9. Masahiko G. Yamada,

“Topological insulator in Kitaev spin liquids”,

arXiv:2005.03399 [cond-mat.str-el]

The content of this paper is that a topological insulator phase has been realized in the Kitaev spin liquid. Note that the topological insulator is a narrow-sense topological insulator protected by time-reversal symmetry. Kitaev and others have already realized broad-sense topological insulators (such as Chern insulators). On the other hand, it has been thought that (narrowly defined) topological insulators do not exist in the Kitaev spin liquid according to the “topological periodic table.” However, because the symmetry is projective in the spin liquid, a new class of topological insulators is born following the projectivity of time-reversal symmetry. We have found a new class of topological insulator phase in the Kitaev model on the square-octagon lattice.

8. Masahiko G. Yamada,

“Kitaev-Anderson spin liquid”,

arXiv:2004.06257 [cond-mat.str-el]

This is my first paper to be published as a single-authored contribution. The question of what happens when a disorder is introduced into a quantum spin liquid has been studied for many years, but to be honest, it has been challenging to understand it because no model could be solved instantly. The Kitaev model is an exceptionally solvable model of a quantum spin liquid, so it is possible to investigate the effects of disorder in detail. Specifically, we used the kernel polynomial method to calculate the thermal Hall effect. Occasionally, we showed that the thermal Hall coefficient, which quantizes in the clean limit, changes immediately to a different, smaller value as more disorder is introduced. This is because the topological edge states become localized due to the Anderson localization, and the bulk also shows a characteristic change from a thermal insulator to a thermal conductor and then to a thermal insulator. In addition, a universal change also appears in the DOS, which may be a characteristic of the Kitaev spin liquid with a disorder.

7. Masahiko G. Yamada,

“PhD Thesis: Searching for an emergent SU(4) symmetry in real materials”,

arXiv:2004.01716 [cond-mat.str-el]

An arXiv version of the PhD thesis.

6. Masahiko G. Yamada, Yasuhiro Tada,

“Quantum valence bond ice theory for proton-driven quantum spin-dipole liquids”,

arXiv:1903.03567 [cond-mat.str-el]

It is thought that κ-H₃(Cat-EDT-TTF)₂ is not only an organic quantum spin liquid but also a new quantum spin-dipole liquid, where spin and hydrogen (proton) fluctuations are correlated. However, in the first place, there is no known theoretical model of a hybrid quantum liquid in which spin and proton simultaneously exist in a quantum liquid state, and we do not even know how to define such a state. Therefore, as a first step, we created a theoretical model that could be solved and computed numerically. Then, we theoretically proved the existence of a quantum spin-dipole liquid state. We then proposed that the entanglement entropy between electrons and protons could be used to characterize its feature.
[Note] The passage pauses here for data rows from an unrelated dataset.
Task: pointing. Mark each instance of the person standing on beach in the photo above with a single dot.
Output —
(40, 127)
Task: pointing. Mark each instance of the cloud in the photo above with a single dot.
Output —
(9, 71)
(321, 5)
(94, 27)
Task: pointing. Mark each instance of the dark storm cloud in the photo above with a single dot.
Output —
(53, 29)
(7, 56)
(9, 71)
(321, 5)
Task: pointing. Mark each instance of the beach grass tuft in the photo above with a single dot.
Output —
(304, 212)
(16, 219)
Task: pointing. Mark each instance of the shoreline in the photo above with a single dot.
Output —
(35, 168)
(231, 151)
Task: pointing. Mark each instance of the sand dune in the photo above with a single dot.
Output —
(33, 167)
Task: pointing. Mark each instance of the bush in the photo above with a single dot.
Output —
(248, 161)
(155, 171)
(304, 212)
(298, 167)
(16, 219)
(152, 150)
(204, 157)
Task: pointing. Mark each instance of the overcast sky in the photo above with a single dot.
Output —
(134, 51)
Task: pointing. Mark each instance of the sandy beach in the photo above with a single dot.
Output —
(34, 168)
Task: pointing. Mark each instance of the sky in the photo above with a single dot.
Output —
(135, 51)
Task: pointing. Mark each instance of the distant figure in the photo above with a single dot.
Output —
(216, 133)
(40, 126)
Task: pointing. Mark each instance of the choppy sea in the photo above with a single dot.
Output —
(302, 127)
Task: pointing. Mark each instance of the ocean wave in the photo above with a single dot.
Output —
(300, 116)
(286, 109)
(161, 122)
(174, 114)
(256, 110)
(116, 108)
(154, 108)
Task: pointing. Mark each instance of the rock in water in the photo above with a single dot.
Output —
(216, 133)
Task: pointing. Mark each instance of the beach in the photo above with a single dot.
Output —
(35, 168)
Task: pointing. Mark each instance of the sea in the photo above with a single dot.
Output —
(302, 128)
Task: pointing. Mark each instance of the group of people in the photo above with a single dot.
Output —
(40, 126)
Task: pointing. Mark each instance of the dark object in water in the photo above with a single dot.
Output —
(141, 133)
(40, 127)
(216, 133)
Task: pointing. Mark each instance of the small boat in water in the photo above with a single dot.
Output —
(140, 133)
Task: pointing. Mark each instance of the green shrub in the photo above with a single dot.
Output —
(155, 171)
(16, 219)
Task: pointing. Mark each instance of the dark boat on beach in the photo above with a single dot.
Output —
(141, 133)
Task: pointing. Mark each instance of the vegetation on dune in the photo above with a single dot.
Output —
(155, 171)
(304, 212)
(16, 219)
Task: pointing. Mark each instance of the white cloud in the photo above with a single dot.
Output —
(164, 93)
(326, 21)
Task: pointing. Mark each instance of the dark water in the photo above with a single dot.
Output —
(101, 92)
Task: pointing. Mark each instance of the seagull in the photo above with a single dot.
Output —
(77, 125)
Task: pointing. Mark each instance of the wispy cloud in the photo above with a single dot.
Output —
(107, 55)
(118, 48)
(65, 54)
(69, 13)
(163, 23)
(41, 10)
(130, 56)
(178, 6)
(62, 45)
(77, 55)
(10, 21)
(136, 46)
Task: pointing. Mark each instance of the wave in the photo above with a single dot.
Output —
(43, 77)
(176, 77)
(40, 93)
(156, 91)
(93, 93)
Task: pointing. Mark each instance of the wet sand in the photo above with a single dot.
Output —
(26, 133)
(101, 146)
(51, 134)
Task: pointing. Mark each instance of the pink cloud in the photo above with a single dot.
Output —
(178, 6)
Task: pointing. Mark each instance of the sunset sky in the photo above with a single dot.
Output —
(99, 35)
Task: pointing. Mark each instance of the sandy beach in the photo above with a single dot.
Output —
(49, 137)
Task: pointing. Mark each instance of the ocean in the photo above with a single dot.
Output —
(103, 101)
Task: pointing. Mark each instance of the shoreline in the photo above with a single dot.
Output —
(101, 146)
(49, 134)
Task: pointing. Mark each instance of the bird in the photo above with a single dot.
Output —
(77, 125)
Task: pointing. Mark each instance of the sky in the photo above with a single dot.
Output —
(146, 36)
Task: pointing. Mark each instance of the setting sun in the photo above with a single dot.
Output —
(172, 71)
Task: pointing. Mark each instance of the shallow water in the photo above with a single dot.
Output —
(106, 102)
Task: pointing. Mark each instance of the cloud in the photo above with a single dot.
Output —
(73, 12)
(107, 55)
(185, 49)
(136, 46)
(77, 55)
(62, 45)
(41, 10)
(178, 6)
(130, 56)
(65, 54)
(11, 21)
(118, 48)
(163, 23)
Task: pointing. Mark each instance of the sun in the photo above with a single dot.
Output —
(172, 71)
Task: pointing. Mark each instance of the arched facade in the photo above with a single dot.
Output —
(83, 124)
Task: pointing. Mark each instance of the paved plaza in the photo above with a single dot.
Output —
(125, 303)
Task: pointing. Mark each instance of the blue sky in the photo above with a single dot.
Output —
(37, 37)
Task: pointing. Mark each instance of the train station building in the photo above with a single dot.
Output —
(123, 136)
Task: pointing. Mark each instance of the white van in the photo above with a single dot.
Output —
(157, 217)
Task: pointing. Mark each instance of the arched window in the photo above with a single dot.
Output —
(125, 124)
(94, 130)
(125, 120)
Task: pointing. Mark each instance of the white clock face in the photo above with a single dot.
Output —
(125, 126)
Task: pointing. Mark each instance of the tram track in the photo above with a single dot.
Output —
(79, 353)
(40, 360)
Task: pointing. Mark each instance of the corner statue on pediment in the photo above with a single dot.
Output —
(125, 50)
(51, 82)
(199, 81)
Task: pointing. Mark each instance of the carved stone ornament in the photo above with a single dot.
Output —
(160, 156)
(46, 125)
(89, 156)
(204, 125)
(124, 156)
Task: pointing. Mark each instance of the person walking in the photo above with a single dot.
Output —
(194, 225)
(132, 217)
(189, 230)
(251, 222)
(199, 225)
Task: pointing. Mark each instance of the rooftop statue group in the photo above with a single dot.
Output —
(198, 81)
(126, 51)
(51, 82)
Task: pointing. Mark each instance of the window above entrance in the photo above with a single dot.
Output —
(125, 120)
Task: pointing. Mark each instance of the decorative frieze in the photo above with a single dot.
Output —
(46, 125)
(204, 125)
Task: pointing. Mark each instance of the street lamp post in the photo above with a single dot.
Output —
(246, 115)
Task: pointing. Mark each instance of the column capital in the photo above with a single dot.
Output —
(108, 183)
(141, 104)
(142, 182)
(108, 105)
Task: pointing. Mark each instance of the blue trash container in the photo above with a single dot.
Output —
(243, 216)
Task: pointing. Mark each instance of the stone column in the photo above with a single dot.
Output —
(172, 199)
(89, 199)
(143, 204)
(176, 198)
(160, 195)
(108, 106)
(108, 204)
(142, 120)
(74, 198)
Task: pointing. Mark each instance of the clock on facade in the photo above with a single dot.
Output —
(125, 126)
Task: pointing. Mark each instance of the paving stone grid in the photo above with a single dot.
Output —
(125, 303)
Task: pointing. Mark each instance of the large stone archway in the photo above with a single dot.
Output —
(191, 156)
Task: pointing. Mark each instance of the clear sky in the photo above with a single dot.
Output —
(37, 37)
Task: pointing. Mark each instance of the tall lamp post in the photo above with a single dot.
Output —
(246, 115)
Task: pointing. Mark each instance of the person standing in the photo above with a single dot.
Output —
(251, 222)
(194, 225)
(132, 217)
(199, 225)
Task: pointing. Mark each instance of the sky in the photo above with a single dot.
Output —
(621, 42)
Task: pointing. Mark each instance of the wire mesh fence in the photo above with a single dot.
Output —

5. Masahiko G. Yamada, George Jackeli,

“Magnetic and Electronic Properties of Spin-Orbit Coupled Dirac Electrons on a (001) Thin Film of Double Perovskite Sr₂FeMoO₆”,

arXiv:1711.08674 [cond-mat.str-el]

This is the research that was completed at the earliest, but for various reasons, it was delayed in being made into a paper. The proposal is that double perovskite becomes more stable when made into a thin film, thanks to its spin-orbit coupling. A flat band appears directly above the Fermi surface, and there is a possibility that the Wigner crystal can be realized by doping.

4. Masahiko G. Yamada, Masaki Oshikawa, George Jackeli,

“Emergent SU(4) Symmetry in α-ZrCl₃ and Crystalline Spin-Orbital Liquids”,

arXiv:1709.05252 [cond-mat.str-el]

It is thought that the Standard Model can describe the microscopic fundamental laws of the universe, i.e., the U(1)xSU(2)xSU(3) gauge theory, within the range of the energy scale that can be observed with current technology. On the other hand, SU(4) is not included in the subgroup of this gauge theory or the group that represents special relativity, and there is no (already discovered) SU(4) symmetry as a fundamental symmetry of the universe. However, since electrons in matter behave differently from elementary particles, it is possible to engineer SU(4) symmetry in the low-energy effective Hamiltonian of matter. We proposed that such emergent SU(4) symmetry exists in the material system like α-ZrCl₃ and that this material and related materials become quantum spin-orbital liquids thanks to its emergent symmetry.

3. Masahiko G. Yamada, Vatsal Dwivedi, Maria Hermanns,

“Dirac nodes and nodal chains in 3D Kitaev spin liquids”,

arXiv:1707.00898 [cond-mat.str-el]

In this paper, we analytically determine the ground state of the Kitaev model on the 8².10-a and (10,3)-d lattices, which can be realized in MOFs. Although this is a highly specialized topic, these models are characterized by the fact that the lattice has a nonsymmorphic symmetry and phenomena that cannot be explained by the general (3D) Kitaev model theory. This is probably the first time that it has been rigorously shown that a spin liquid has a 3D Dirac dispersion at low energy and that the symmetry of the crystal protects nodal lines. However, this is not a free fermion system but a strongly correlated one, showing a strong quantum entanglement between localized spins.

2. Masahiko G. Yamada, Hiroyuki Fujita, Masaki Oshikawa,

“Designing Kitaev spin liquids in metal-organic frameworks”,

arXiv:1605.04471 [cond-mat.str-el]

The Kitaev model, an exactly solvable model of topological phases and quantum spin liquids, is extremely important from the perspective of applications to topological quantum computation, etc. However, most inorganic candidate materials, such as iridium oxides and ruthenium compounds, exhibit classical magnetic ordering at low temperatures and do not have a quantum spin liquid ground state. This is said to be mainly due to direct interactions between metal ions. In this study, we again focused on MOFs and found that MOFs composed of ruthenium and oxalate or tetraaminopyrazine are new candidate materials for the Kitaev model. We discovered that MOFs containing organic matter are more advantageous than inorganic matter in terms of suppressing direct interactions and that the degeneracy of the HOMO gives rise to the Kitaev interaction. Another new advantage of using MOFs is that it has expanded the possibilities for controlling parameters and realizing topological phases with gaps, as well as for realizing three-dimensionally extended Kitaev models.

1. Masahiko G. Yamada, Tomohiro Soejima, Naoto Tsuji, Daisuke Hirai, Mircea Dincă, Hideo Aoki,

“First-Principles Design of a Half-Filled Flat Band of the Kagome Lattice in Two-Dimensional Metal-Organic Frameworks”,

arXiv:1510.00164 [cond-mat.str-el]

Flat-band ferromagnetism, which explains the origin of ferromagnetism in terms of electron correlation, has long been predicted from the perspective of mathematical physics. Still, no material that exhibits this phenomenon in a two-dimensional lattice system was known. This study focused on a two-dimensional metal-organic framework (MOF) with a Kagome lattice structure. We proposed the possibility that trans-Au-THTAP realizes flat-band ferromagnetism within the framework of the tight-binding (TB) model and density functional theory (DFT). This memorable first paper proves the high designability of two-dimensional MOFs.